Auf einer abstrakten Ebene folgen die höchst kontrovers diskutierten dokumentarischen Essays Erwin Wagenhofers durchaus einer Logik. Nachdem er uns mit „We feed the world“ (2005) den globalen Lebensmittel-Irrsinn anschaulich machte, folgte 2008 mit „Let’s make money“ der Blick auf den dahinter stehenden Motor aus dem Ruder gelaufener kapitalistischer Profitinteressen. Wiederum sehr prägnant gestaltet und zudem auch noch pünktlich zur Bankenkrise in den Kinos. Wer mit Kritik eine mögliche Veränderung zum Positiven verbindet, landet früher oder später bei der Frage der Bildung, die schließlich – allgemein formuliert – kreativ zu Lösungen erkannter Probleme befähigen sollte.

Wer nun aus irgendwelchen familiären oder beruflichen Gründen Zugang zur Bildungssphäre hat, wird von Krise nicht mehr sprechen wollen, wo „Katastrophe“ angebracht ist: PISA-Studie, G8, Bachelor-Studiengänge und Exzellenz-Cluster mögen als Stichworte einer strategischen Verkümmerung von Bildung im Zeichen der marktkonformen Zurichtung des Individuums dienen. Bildung ist zum Geschäft geworden. Folgt man Wagenhofer, dann ist der Befund noch erschütternder, denn die aktuell krisenhaften Entwicklungen in Wirtschaft und Gesellschaft treffen in den Führungsetagen nicht nur auf ein im Sinne des Systems ausgebildetes und also hilfloses Personal, sondern eben diese Technokraten-Kaste sorgt qua globaler Bildungspolitik für systemaffirmative Lernziele und nicht-ganzheitliche Reproduktion von normiertem Wissen. Ein Teufelskreis, der das Kreative, das Musische, das Neugierige, die Imagination und das Kindliche längst nicht mehr delegitimiert, sondern tendenziell bereits eliminiert hat.

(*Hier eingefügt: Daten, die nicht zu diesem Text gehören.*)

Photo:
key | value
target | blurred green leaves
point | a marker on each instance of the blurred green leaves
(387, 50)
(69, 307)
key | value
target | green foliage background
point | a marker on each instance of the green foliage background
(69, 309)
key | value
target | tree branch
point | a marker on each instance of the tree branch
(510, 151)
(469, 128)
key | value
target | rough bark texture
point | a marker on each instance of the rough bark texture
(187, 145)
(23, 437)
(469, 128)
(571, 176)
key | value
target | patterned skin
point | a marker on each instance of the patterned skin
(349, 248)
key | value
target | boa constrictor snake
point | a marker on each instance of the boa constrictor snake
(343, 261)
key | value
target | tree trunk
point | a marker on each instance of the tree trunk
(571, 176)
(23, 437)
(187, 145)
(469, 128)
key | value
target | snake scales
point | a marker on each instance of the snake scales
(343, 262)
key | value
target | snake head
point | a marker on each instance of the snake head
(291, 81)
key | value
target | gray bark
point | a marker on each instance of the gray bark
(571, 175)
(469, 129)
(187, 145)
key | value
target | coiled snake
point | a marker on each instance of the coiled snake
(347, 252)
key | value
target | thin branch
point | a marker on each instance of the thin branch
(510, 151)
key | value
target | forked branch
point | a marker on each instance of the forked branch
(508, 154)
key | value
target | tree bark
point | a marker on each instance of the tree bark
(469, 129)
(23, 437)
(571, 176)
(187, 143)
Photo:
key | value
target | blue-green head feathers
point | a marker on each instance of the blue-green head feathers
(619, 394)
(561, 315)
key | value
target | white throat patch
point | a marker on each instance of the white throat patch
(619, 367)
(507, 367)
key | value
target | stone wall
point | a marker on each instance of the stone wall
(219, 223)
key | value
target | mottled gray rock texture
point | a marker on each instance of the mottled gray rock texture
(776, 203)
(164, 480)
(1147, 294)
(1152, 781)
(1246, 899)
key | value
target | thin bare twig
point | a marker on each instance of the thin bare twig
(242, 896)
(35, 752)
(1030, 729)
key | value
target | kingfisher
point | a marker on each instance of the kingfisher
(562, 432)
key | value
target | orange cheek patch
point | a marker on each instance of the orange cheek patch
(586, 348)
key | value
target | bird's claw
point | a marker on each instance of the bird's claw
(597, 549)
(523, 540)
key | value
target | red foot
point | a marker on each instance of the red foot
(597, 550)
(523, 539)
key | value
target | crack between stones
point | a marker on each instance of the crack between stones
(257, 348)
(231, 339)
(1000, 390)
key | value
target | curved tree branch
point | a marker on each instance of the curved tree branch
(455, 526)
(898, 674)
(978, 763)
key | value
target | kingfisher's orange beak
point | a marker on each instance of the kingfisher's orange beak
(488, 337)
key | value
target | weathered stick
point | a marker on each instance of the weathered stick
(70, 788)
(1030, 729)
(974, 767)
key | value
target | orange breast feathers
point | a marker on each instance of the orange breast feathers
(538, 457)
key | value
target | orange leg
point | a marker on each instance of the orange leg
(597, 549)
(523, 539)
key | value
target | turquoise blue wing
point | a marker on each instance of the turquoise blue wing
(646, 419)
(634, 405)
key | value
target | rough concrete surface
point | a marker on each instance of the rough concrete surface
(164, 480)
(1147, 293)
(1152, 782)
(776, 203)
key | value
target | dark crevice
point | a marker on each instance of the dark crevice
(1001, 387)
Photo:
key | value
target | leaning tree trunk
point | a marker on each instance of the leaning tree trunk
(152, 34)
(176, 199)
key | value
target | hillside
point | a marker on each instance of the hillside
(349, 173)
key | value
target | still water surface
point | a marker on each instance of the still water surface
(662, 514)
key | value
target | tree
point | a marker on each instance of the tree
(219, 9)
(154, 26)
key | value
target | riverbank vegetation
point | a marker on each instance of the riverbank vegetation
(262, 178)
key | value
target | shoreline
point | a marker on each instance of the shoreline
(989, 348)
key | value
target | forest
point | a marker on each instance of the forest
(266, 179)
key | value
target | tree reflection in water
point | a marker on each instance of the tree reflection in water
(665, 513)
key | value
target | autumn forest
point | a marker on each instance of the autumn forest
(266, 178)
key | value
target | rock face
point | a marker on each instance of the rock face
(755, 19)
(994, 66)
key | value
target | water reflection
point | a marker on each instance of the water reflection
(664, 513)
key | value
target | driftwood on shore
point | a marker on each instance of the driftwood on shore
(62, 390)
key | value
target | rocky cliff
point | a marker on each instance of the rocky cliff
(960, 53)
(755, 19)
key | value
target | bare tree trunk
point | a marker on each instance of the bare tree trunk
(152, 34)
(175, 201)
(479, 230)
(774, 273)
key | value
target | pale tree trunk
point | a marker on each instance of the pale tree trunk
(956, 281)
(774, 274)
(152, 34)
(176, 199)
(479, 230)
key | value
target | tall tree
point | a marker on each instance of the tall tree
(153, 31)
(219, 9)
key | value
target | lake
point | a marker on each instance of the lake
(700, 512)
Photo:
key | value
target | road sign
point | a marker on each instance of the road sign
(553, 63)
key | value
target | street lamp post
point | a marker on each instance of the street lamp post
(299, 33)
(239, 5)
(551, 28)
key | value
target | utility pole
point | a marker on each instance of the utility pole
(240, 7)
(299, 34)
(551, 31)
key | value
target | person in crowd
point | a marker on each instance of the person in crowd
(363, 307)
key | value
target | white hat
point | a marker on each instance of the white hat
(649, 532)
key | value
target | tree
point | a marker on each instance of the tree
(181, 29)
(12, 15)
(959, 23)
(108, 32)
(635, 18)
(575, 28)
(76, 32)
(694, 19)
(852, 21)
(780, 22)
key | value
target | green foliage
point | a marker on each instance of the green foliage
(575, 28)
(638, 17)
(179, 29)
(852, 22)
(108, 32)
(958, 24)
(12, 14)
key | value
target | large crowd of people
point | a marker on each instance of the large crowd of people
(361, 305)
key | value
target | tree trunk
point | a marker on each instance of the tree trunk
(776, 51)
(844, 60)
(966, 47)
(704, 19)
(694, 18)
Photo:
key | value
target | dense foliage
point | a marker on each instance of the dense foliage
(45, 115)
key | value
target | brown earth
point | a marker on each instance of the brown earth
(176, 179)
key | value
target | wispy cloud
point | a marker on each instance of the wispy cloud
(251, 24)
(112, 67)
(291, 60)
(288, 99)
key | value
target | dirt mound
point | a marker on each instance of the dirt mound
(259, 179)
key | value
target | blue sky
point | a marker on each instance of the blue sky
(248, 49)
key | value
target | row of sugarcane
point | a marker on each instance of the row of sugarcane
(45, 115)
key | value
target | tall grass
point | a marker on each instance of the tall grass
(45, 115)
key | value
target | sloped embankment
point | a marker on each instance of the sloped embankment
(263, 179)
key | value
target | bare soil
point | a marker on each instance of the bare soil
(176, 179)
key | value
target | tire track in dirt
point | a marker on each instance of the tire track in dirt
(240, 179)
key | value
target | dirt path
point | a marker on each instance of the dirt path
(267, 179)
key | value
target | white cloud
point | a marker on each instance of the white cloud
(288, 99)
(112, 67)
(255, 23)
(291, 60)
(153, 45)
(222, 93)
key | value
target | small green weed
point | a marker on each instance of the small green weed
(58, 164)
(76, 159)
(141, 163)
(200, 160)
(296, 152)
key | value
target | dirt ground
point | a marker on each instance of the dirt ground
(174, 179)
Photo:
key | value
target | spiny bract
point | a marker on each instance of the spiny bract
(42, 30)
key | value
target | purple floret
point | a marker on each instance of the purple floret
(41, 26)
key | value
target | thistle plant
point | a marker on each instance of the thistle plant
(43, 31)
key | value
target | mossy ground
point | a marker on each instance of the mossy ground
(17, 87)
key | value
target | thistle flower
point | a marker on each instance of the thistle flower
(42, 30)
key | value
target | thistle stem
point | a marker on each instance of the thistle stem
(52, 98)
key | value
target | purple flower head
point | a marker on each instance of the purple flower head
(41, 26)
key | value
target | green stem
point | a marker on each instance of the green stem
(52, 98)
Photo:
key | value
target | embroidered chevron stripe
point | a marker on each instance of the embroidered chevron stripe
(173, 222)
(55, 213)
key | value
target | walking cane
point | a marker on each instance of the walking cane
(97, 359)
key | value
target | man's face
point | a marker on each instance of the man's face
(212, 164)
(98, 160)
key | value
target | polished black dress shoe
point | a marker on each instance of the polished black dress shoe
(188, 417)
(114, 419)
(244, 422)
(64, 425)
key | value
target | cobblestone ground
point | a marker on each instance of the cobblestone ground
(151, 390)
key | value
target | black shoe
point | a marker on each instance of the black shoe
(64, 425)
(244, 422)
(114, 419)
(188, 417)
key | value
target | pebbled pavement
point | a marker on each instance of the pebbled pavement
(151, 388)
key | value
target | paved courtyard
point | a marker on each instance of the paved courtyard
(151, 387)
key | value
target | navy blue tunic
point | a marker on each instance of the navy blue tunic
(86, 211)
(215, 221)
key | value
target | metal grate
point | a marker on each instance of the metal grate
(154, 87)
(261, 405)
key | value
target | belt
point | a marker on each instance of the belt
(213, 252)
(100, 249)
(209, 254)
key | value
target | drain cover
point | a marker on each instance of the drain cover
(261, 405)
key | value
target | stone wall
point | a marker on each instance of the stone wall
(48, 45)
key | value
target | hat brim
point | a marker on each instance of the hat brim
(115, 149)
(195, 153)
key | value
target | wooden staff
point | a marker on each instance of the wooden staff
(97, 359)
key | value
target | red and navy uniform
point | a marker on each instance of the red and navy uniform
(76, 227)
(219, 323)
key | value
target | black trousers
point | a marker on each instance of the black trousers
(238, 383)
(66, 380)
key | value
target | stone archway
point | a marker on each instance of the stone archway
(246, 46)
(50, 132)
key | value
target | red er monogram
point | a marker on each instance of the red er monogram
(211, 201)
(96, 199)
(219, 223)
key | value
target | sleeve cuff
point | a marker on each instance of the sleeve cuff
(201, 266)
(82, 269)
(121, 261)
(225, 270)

Wäre da nicht Erwin Wagenhofer, der rund um den Globus reiste, zur Bestandsaufnahme und der möglichen Suche nach alternativen Impulsen. Eine zugespitzte These findet sich bereits auf dem Filmplakat: „98% aller Kinder kommen hochbegabt zur Welt. Nach der Schule sind es nur noch 2%.“ Doch was heißt hier „hochbegabt“? Und wer hat wann was gemessen? Wagenhofer hat rund um die Welt Stimmen gesammelt, die er kommentarlos so montiert hat, dass sich ein ärgerlich schlüssiges Bild ergibt. China ist ein PISA-Musterland, wie ein deutscher PISA-Wissenschaftler bewundernd bestätigt. Der Film erzählt lieber von Leistungsdruck, ehrgeizigen Eltern und von der Selbstmordrate unter chinesischen Schülern. Der Hirnforscher und Bildungskritiker Dr. Gerhard Hüther bestätigt dies, weiß von einer regelrechten Nachhilfeindustrie und einem „transgenerationellem Angstsyndrom“, das Kreativität massiv verhindert. Und dann ist da noch der Kunstpädagoge Arno Stern, der an seinem Mal-Ort in der Nähe von Paris unterschiedliche Menschen ohne Anspruch und Druck »einfach« malen lässt. Einst hätten die Kinder noch Blumen und Wiesen gemalt, heutzutage malten sie abstrakt. Ein böses Zeichen!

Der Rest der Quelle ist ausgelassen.